Protein chromatography - types, tips, & example workflow for protein purification

Описание к видео Protein chromatography - types, tips, & example workflow for protein purification

The basic idea with this is that you can flow a solution containing the protein through columns filled with little beads (resin) and the proteins will get separated based on how they interact with the resin on their journey. Different proteins have different properties, so they will travel faster or slower (in SEC) or “stick” or “not stick” (in affinity chromatography). You can use different resins to separate based on different properties, and you can flow different buffers (pH-stabilized salt waters) through the column to selectively unstick stuck ones based on how stuck they are. http://bit.ly/proteincleaning

I start with an AFFINITY CHROMATOGRAPHY step. This uses resin that recognizes something really specific - usually an affinity tag we’ve added onto the end of the protein (by putting the genetic instructions for it before or after the instructions for our gene in the plasm).

A common affinity tag is a His tag, which is just 6 or 8 Histidines (a specific amino acid), which will bind to a Nickel (Ni) or Cobalt (Co) coated column (Immobilized Metal Affinity Chromatography; IMAC). Other proteins have Histidines too. But not that many in a row, so your protein will bind preferentially. It’ll hog the column and the other proteins will flow through. http://bit.ly/histidineimac

Then you need something that will outcompete the His tag to get your protein off. Bring on the imidazole. It looks like His, so you can flood the column with imidazole to push the His-tagged proteins off. But before you flood it, you wash it with low levels of imidazole to remove non-specific binders that are just binding cuz they happen to have a lot of Hises.

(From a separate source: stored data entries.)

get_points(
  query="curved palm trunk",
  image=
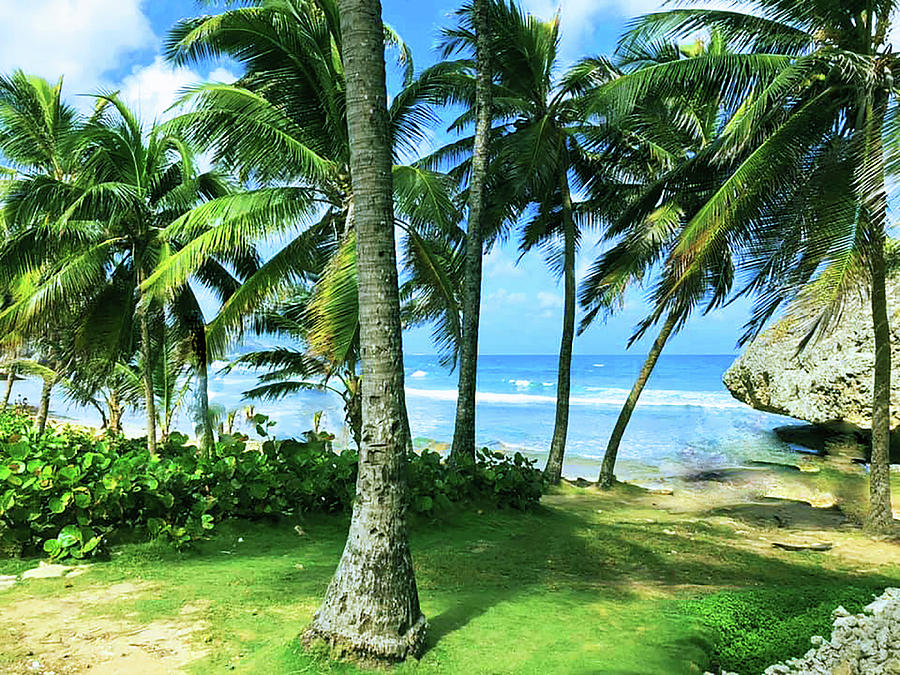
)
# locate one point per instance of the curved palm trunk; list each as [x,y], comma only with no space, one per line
[147,374]
[44,409]
[207,438]
[115,412]
[607,477]
[104,421]
[7,393]
[464,431]
[880,512]
[553,470]
[880,515]
[371,607]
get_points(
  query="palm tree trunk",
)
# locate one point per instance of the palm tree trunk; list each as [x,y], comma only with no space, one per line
[607,478]
[115,412]
[7,393]
[464,432]
[371,607]
[880,513]
[553,470]
[44,409]
[207,438]
[353,408]
[104,422]
[147,374]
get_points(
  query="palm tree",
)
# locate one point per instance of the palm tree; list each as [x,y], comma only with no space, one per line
[536,155]
[293,144]
[804,208]
[652,145]
[372,603]
[294,366]
[93,231]
[479,13]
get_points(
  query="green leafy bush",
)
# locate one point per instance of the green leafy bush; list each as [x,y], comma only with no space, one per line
[754,629]
[68,493]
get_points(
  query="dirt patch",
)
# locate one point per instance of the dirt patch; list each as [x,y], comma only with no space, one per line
[65,635]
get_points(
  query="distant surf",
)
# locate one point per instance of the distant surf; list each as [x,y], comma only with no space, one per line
[603,396]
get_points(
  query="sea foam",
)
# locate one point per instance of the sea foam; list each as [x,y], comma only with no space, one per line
[608,396]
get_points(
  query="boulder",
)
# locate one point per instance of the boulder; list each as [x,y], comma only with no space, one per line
[829,383]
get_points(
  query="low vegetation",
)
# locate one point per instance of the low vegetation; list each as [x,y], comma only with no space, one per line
[71,494]
[619,581]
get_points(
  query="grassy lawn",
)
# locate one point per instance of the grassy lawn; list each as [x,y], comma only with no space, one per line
[589,582]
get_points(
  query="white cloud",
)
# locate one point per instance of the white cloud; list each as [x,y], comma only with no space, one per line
[81,39]
[151,90]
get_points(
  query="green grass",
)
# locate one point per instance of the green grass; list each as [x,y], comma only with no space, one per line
[583,584]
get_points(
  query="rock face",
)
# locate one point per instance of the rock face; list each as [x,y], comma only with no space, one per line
[830,381]
[860,644]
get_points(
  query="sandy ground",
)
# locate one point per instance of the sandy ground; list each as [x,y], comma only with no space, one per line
[762,505]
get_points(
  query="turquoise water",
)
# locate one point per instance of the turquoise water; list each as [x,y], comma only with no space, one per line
[686,419]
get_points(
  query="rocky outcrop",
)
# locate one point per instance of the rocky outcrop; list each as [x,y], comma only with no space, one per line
[860,644]
[829,383]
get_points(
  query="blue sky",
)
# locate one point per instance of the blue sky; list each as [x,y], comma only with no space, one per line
[114,44]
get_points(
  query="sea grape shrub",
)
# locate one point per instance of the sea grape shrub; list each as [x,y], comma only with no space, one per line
[494,478]
[69,493]
[752,629]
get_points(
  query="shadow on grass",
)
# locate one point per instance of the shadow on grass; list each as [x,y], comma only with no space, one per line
[494,559]
[554,559]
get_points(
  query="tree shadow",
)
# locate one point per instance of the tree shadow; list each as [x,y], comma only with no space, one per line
[555,548]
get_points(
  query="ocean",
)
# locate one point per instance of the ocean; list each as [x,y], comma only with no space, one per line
[686,420]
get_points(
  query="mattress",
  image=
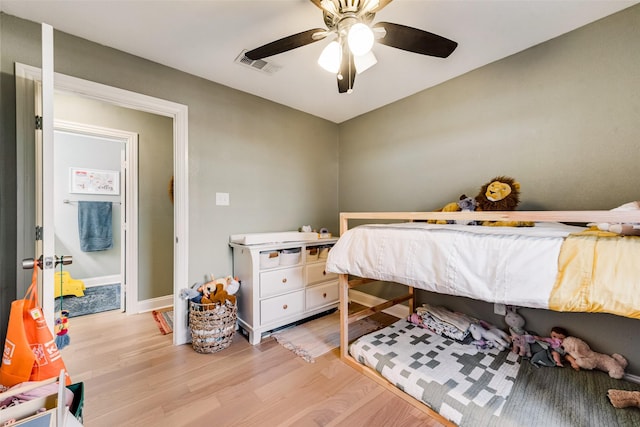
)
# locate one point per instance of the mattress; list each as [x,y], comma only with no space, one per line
[508,265]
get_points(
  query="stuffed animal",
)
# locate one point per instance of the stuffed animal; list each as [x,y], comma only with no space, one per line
[449,207]
[624,398]
[466,204]
[586,358]
[623,229]
[500,194]
[521,340]
[488,336]
[217,295]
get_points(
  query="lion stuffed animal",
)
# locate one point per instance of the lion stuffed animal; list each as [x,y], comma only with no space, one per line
[586,358]
[500,194]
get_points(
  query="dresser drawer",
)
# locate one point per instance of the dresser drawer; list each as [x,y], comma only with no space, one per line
[320,295]
[316,273]
[280,281]
[275,308]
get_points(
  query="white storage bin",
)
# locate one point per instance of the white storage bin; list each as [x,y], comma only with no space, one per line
[312,253]
[269,259]
[290,256]
[323,252]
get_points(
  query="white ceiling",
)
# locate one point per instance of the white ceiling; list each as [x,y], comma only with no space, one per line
[204,37]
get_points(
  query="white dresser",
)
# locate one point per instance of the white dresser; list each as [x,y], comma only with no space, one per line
[282,283]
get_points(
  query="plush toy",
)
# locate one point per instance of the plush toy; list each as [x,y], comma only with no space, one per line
[216,295]
[624,398]
[500,194]
[488,336]
[466,204]
[586,358]
[624,229]
[449,207]
[521,340]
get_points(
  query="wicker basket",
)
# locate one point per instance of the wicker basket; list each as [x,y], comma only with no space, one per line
[212,326]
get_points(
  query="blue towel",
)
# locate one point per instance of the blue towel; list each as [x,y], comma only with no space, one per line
[94,226]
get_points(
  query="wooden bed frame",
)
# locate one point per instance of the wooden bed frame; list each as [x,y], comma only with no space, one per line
[345,283]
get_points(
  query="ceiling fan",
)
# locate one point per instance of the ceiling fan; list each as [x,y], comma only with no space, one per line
[349,22]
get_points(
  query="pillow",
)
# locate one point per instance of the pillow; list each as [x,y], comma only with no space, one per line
[624,229]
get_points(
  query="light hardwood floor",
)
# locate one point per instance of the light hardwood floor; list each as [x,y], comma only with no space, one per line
[134,376]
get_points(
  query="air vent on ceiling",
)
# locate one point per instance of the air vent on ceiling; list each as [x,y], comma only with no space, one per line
[258,65]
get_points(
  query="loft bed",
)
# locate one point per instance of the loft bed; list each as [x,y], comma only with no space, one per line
[484,263]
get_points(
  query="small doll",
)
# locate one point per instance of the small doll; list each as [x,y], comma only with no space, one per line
[558,334]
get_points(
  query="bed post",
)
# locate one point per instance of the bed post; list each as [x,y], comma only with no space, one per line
[343,281]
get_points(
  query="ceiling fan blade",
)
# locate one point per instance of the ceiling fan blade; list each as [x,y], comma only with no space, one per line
[347,72]
[286,43]
[381,4]
[415,40]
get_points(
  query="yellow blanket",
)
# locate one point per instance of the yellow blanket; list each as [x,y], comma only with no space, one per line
[598,272]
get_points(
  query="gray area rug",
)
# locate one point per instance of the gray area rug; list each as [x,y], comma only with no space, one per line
[96,299]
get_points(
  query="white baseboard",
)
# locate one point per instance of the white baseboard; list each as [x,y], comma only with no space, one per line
[153,304]
[400,311]
[102,280]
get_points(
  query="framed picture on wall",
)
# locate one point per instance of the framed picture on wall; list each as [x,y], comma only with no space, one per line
[94,181]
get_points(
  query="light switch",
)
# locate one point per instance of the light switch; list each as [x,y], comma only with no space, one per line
[222,199]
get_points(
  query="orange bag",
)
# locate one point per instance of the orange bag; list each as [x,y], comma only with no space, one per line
[30,351]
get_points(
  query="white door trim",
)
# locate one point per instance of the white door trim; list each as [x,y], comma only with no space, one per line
[179,113]
[129,229]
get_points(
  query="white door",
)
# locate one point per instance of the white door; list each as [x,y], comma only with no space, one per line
[120,150]
[44,213]
[178,112]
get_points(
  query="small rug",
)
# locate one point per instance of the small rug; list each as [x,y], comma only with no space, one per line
[164,320]
[319,336]
[96,299]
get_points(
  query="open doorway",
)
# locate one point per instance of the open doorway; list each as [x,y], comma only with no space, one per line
[95,164]
[177,113]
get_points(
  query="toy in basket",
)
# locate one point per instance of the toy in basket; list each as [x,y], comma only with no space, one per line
[212,314]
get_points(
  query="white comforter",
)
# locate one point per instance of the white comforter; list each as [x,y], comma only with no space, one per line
[509,265]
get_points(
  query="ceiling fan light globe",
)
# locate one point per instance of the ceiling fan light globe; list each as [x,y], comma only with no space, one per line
[360,39]
[330,57]
[364,62]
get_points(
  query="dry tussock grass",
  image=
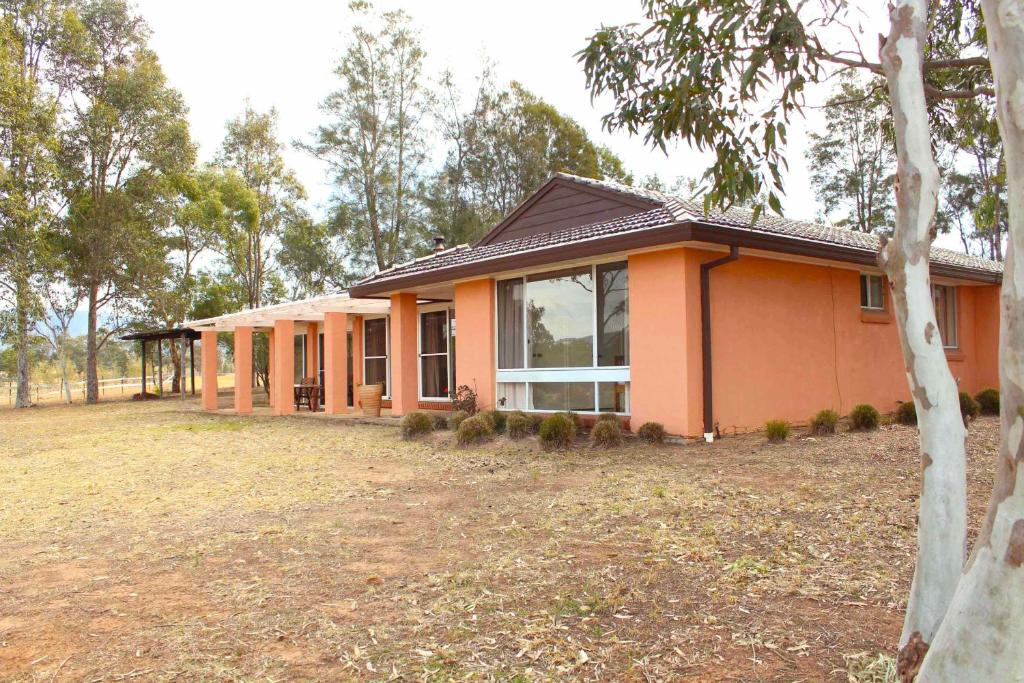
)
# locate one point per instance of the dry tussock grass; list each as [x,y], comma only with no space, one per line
[148,542]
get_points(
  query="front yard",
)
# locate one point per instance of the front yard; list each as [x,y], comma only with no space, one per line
[152,542]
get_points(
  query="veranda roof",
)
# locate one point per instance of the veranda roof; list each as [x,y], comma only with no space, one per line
[305,309]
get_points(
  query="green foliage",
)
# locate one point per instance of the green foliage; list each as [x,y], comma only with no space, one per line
[864,417]
[777,430]
[498,419]
[558,431]
[474,430]
[651,432]
[906,414]
[518,426]
[464,399]
[970,409]
[456,419]
[500,151]
[988,401]
[416,424]
[853,162]
[606,433]
[824,422]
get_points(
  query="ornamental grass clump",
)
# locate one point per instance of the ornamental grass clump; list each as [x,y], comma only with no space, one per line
[969,407]
[651,432]
[606,434]
[988,399]
[777,430]
[476,429]
[417,424]
[456,419]
[824,423]
[557,431]
[864,417]
[906,414]
[518,425]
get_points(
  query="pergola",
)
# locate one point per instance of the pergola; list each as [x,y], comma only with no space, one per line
[180,335]
[329,313]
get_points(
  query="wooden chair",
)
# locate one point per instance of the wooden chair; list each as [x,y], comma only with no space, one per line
[307,393]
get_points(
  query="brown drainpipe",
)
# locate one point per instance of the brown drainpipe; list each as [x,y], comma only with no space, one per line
[706,336]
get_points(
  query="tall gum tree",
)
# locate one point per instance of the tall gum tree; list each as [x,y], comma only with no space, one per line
[942,529]
[980,637]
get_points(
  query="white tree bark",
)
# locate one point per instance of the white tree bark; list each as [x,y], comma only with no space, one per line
[942,517]
[983,630]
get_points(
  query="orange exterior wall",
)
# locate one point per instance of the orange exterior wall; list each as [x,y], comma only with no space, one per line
[208,357]
[335,363]
[788,339]
[243,370]
[474,361]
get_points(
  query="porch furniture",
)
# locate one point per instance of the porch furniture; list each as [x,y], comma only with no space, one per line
[370,399]
[307,393]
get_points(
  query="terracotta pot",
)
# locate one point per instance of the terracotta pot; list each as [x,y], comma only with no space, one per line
[370,399]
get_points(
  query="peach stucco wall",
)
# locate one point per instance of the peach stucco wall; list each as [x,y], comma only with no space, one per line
[787,339]
[474,305]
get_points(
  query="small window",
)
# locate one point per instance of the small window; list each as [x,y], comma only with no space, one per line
[872,295]
[944,297]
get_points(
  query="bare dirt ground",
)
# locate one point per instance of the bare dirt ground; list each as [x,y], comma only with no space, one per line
[153,542]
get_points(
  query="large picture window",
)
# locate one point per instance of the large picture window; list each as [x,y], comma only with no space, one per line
[375,352]
[563,340]
[434,379]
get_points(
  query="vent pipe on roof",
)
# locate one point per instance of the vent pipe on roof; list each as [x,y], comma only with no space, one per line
[709,416]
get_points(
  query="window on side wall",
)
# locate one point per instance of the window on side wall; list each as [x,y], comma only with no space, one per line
[944,297]
[872,293]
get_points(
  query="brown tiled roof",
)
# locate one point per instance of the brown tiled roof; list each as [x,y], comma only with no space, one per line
[676,219]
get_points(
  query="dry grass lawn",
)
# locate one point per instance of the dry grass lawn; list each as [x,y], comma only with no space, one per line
[153,542]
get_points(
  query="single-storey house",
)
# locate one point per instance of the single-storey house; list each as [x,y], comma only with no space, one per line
[593,296]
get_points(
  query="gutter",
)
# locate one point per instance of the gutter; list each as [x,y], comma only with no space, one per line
[706,268]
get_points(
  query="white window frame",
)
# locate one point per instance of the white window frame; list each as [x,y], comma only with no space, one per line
[387,349]
[528,376]
[433,308]
[882,282]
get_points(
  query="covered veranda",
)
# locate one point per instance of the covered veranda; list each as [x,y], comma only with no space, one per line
[327,324]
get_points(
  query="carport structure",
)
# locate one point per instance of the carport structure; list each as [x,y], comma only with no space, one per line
[333,315]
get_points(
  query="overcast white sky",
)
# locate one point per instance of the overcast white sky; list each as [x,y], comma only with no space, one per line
[281,54]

His-tags work well for bacterially-expressed proteins, but the proteins I’m purifying today were expressed in insect cells. Insect cells and cells from other eukaryotes (things with membrane-bound rooms inside their cells to house their DNA, etc. - so basically most stuff except bacteria) have a lot of proteins that naturally have a lot of Hises. So instead of the His tag I’m using a “Strep-tag.” more here: http://bit.ly/streptag

But basically it mimics biotin & binds to a column that mimics streptavadin - the biotin/streptavadin interaction is one of the strongest non covalent (non-electron-sharing) interactions known so these mimics are weakened a little so the protein doesn’t get stuck to the column forever & we can elute it off with another biotin mimic, desthiobiotin. Bacteria naturally have a lot of biotinylated stuff so strep tags don’t work as well for them, but this isn’t as much of a problem with insect cells

Once you’ve eluted your protein (gotten it to come off the column) you have the option to cut off that tag using an endoprotease (protein scissors) that recognizes a sequence between the tag & the start of the protein. After you’ve removed the tag there’s nothing “artificially super specific” about your protein, so you now have to exploit natural differences between your protein and any remaining contaminating proteins (which now includes that protease you added).

The first other property we’ll exploit is charge. Proteins have different charges because they’re made up of different combinations of amino acid letters, some of which are charged.

We’ll take advantage of this using ION EXCHANGE CHROMATOGRAPHY (IEX), where we bind proteins to resins that are oppositely-charged. Ions are charged things and basically you “exchange” ions from salts (like the Na⁺ or Cl⁻ of NaCl (table salt) with protein ions. Then you can gradually increase the salt concentrations so that those salt ions outcompete the protein and you get another exchange. Or you can change the pH to change the protein’s overall charge (the lower the pH, the more free H⁺ for the protein to latch onto & become more positive & vice versa) http://bit.ly/ionexchangechromatography

In CATION EXCHANGE chromatography you have negatively charged resin & you’re binding & exchanging positively-charged (cationic) proteins & salt ions.

ANION EXCHANGE chromatography is the opposite - you have positively charged resin & you’re binding & exchanging negatively-charged (anionic) proteins & salt ions.

Proteins can have similar charges, so there are likely still small levels of lingerers. They might have similar charges but chances are (hopefully) they’ll have different sizes. So next we can use SIZE EXCLUSION CHROMATOGRAPHY (SEC)(aka GEL FILTRATION) to separate the remaining proteins by their size. In this type of chromatography the resin’s “boring” to the proteins so the proteins don’t interact with it. But the resin’s also “bored” in the sense that it has “secret tunnels” “bored” into it. The tunnels have different diameters so proteins have to be small enough to fit in order to go through them. So the smaller the protein, the more tunnels it will go through and the longer it will take to go through the column. So proteins get separated by size, with bigger things coming out sooner, smaller things later.